Let us suppose we have a function that accepts two arguments and returns the product of those arguments:

int x = product (6, 7);

Here we would expect x to hold the value 6x7=42. In order for this function to work we must define it as follows:

int product (int a, int b) { return a*b; }

Clearly this is the most intuitive way to define this function. It is also the most flexible because it allows us to do the following:

x = product (x, x);

Here the value of x will be 1764 if the original value of x was 42.

Note that the value of x is not changed by this function, it is changed by the assignment operator (=). As far as the function is concerned x does not actually exist because the arguments were passed by value and those values (42 and 42) were assigned to its formal arguments, a and b.

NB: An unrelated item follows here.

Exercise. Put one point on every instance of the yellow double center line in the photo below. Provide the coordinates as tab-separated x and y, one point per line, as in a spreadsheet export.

If we were to use an output parameter rather than a return value, the function becomes less intuitive. We could use one of the input arguments as the output parameter, however this makes it even less intuitive. Instead, we'll use a separate argument:

void product (int a, int b, int* result) { *result=a*b; }

The problem with this is that we might pass a null pointer:

int* z = NULL;
product (6, 7, z); // error!

The function takes no account of this possibility and the end result will be undefined behaviour. We can obviously fix this with a simple test for null before we attempt to dereference the pointer:

void product (int a, int b, int* result) { if (result!=NULL) *result=a*b; }

The problem with this is that we are now performing a conditional branch every time we invoke this function even though the exception should really be a rare occurrence. Unfortunately there is no way to optimise this function, but the reason we have this branch is entirely due to a poor design choice.

If we need to return a single value, then it makes sense to use the return value itself. It is clearly more intuitive and it lets the caller decide exactly what they want to do with the return value.